If employers are right, they may urge HR to increasingly use agreements with such waivers. But if employees are right, HR will need to make certain that arbitration agreements have excised such waivers.

Even the Department of Justice (DOJ) has been uncertain about this—first arguing in cases before the U.S. Supreme Court under the Obama administration that the waivers are unlawful. Then, DOJ's Acting Solicitor General Jeffrey Wall switched sides on June 16, asserting in a brief that such agreements are legal.

"The about-face is stunning and most welcome by the employer community and those who advocate for arbitration," said Michael Lotito, an attorney with Littler in San Francisco and co-chair of the firm's government affairs branch, the Workplace Policy Institute. If arbitration agreements with class-action waivers were struck down, significant changes would have to be made to employee handbooks and other workplace agreements, he said. Such agreements may become more popular if they are found acceptable by the high court, he noted.

"Although the FLSA [Fair Labor Standards Act] authorizes employees to pursue collective actions in court, that authorization is not meaningfully different from similar provisions of other laws that this court has found insufficient to override the FAA's [Federal Arbitration Act's] mandate to enforce arbitration agreements as written," Wall stated in the brief. He added that, "nothing in the NLRA's [National Labor Relations Act's] legislative history indicates that Congress intended to bar enforcement of arbitration agreements like those at issue here."

Three Consolidated Cases

The Supreme Court announced earlier this year that it will review three consolidated cases to resolve a split in the appeals courts on class-action waivers:

  • A collective action against Murphy Oil USA Inc., which operates retail gas stations in several states, alleging that the company violated the FLSA. The district court granted the company's motion to dismiss the collective action and compel arbitration. The 5th Circuit affirmed, rejecting the National Labor Relations Board's (NLRB's) holding in a previous case (D.R. Horton Inc. v. NLRB, 357 N.L.R.B. 184 (2012)) that the NLRA bans class-action waivers in arbitration agreements. The 5th Circuit had previously reversed the NLRB's holding in D.R. Horton Inc. v.
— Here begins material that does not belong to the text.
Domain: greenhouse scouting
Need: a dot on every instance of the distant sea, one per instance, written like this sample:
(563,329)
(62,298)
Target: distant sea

NLRB, 737 F.3d 344 (5th Cir. 2013).) The NLRB appealed to the U.S. Supreme Court in Murphy Oil.
  • A wage and hour collective action against Epic Systems, a health care software company, alleging that it violated the FLSA by misclassifying technical writers as exempt. The 7th Circuit affirmed the district court's denial of Epic's motion to compel arbitration, ruling that the arbitration provision's bar on employees seeking any class action of wage and hour disputes violated the NLRA.
  • A collective action claiming that Ernst & Young violated the FLSA and California labor laws by misclassifying employees to deny them overtime wages. The 9th Circuit held that the employer violated the NLRA by requiring employees to sign an arbitration agreement precluding them from bringing a class action regarding wages.

[SHRM members-only HR Q&A: What are the California rules regarding mandatory arbitration agreements and how do they differ from federal law?]

"It's important to note that this is DOJ's brief and the NLRB is not on the brief," said James Plunkett, senior government relations counsel with Ogletree Deakins in Washington, D.C. "The NLRB will move forward representing itself and will likely maintain the argument it has made all along. The board still [has a] 2-to-1 Democratic majority with a Democratic general counsel, so it is unlikely to abandon its position."